Se un Ministro dell'economia, seppur nel perimetro degli schemi che, per forza di cose, deve osservare per via del ruolo ricoperto, parla apertamente della crisi nei termini in cui ne sta parlando Padoan (e che in questi pixel abbiamo cercato di scrivere in tutti modi possibili), l'interpretazione che potremmo dare è che si sia giunti ad un punto in cui non si possono piu' "occultare" le evidenze. Magari, lo sta facendo anche cercando di preparare psicologicamente gli italiani a tempi ancora più difficili.

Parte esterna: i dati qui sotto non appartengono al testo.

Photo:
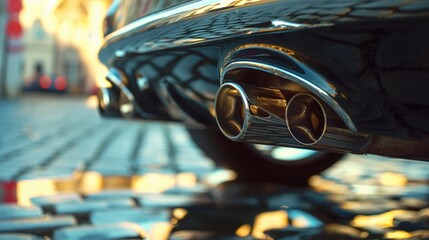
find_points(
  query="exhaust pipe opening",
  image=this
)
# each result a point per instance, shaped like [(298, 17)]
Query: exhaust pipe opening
[(306, 119), (231, 109)]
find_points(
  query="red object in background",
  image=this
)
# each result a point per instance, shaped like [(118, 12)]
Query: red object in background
[(14, 6), (45, 82), (8, 192), (13, 28), (60, 83)]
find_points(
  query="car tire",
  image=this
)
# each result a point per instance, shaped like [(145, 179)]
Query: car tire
[(255, 167)]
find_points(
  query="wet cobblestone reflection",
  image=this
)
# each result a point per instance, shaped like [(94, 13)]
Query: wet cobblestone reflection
[(66, 174)]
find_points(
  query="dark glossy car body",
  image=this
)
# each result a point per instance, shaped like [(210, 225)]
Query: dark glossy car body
[(337, 75)]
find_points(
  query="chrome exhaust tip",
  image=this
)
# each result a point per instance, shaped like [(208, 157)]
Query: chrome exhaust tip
[(312, 123), (306, 119), (252, 114), (232, 110)]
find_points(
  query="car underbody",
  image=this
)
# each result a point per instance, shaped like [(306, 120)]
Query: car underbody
[(339, 76)]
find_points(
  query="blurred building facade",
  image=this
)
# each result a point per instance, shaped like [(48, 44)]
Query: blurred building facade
[(60, 37), (10, 48), (45, 54)]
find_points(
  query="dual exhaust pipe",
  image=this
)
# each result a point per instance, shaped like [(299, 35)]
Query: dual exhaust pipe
[(266, 116)]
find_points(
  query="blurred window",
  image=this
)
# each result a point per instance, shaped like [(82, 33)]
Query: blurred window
[(38, 31)]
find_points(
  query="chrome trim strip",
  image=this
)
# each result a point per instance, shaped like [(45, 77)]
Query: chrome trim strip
[(114, 76), (302, 80)]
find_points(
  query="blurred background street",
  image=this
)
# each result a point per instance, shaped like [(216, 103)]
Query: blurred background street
[(66, 173)]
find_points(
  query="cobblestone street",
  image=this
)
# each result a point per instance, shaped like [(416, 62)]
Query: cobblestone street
[(65, 173)]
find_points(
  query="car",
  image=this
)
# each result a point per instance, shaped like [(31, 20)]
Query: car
[(275, 90), (46, 83)]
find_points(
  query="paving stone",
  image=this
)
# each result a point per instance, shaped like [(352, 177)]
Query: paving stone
[(38, 226), (416, 6), (12, 211), (49, 201), (109, 231), (141, 216), (172, 200), (111, 194), (365, 13), (82, 209), (18, 236)]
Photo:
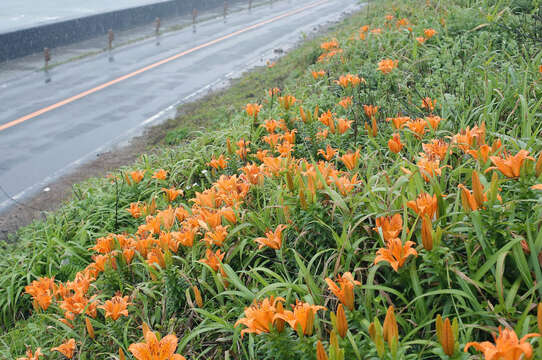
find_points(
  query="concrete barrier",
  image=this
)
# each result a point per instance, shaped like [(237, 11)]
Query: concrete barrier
[(33, 40)]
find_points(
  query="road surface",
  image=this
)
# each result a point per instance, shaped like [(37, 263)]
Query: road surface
[(49, 128), (23, 14)]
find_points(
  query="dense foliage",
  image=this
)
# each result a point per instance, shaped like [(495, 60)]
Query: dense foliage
[(386, 205)]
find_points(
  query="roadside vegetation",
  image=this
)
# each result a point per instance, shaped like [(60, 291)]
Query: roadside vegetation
[(381, 200)]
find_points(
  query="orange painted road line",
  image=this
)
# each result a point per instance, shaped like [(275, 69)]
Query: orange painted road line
[(152, 66)]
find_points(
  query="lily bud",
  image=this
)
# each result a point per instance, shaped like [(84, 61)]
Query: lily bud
[(445, 335), (374, 126), (279, 323), (197, 295), (90, 328), (427, 234), (320, 351), (310, 323), (477, 189), (375, 332), (302, 199), (342, 324), (538, 167), (228, 146), (390, 328), (290, 181), (303, 115)]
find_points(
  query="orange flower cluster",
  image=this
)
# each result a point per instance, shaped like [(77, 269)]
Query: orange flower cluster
[(343, 289), (153, 349), (386, 66)]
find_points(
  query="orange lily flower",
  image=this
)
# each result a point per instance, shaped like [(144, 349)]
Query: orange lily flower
[(67, 349), (32, 356), (287, 101), (399, 122), (329, 153), (243, 150), (468, 137), (273, 91), (270, 125), (273, 239), (116, 307), (402, 22), (387, 65), (260, 316), (213, 259), (394, 144), (302, 317), (41, 291), (370, 110), (343, 125), (318, 74), (396, 253), (424, 204), (507, 346), (429, 33), (326, 118), (218, 163), (253, 110), (349, 80), (417, 126), (391, 226), (322, 134), (429, 168), (217, 236), (185, 238), (510, 166), (136, 176), (135, 210), (329, 45), (434, 121), (156, 256), (166, 217), (346, 102), (429, 104), (350, 160), (285, 149), (172, 193), (344, 289), (160, 174), (345, 185), (152, 349), (437, 148)]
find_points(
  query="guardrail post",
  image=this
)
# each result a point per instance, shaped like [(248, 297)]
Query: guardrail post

Ma questa è solo una mia interpretazione.
Staremo a vedere.
“In termini cumulati la caduta del Pil in Italia è superiore rispetto a quella verificatasi durante la Grande depressione del ’29”. E’ la conclusione a cui è arrivato il ministro dell’Economia, Pier Carlo Padoan, con l’aggiornamento del Documento di economia e finanza. “L’area dell’euro è a un bivio”, aggiunge il ministro sottolineando che i Paesi in assenza di interventi “rischiano di avvitarsi in una spirale di stagnazione e deflazione”. Quindi “occorre muovere con decisione su più fronti nella consapevolezza che in assenza di una ripresa robusta la tenuta del tessuto produttivo e sociale risulterebbe a rischio, la ricchezza delle famiglie minacciata, le prospettive dei giovani compromesse”. Dal canto suo l’Italia mette un punto fermo sugli impegni presi garantendo fin da ora che se non ce la farà nel 2015, l’anno successivo i soldi mancanti saranno chiesti ai contribuenti e scatteranno in automatico gli aumenti dell’Iva e delle altre imposte indirette per un controvalore di 12,6 miliardi sul 2016, 17,8 miliardi nel 2017 e 21,4 miliardi nel 2018. 

1 commento:

  1. E come al solito proposte zero. Lo so anch'io che andiamo male. Vorrei sapere se esiste un progetto per tentare qualche cosa, ammesso che ne siano capaci.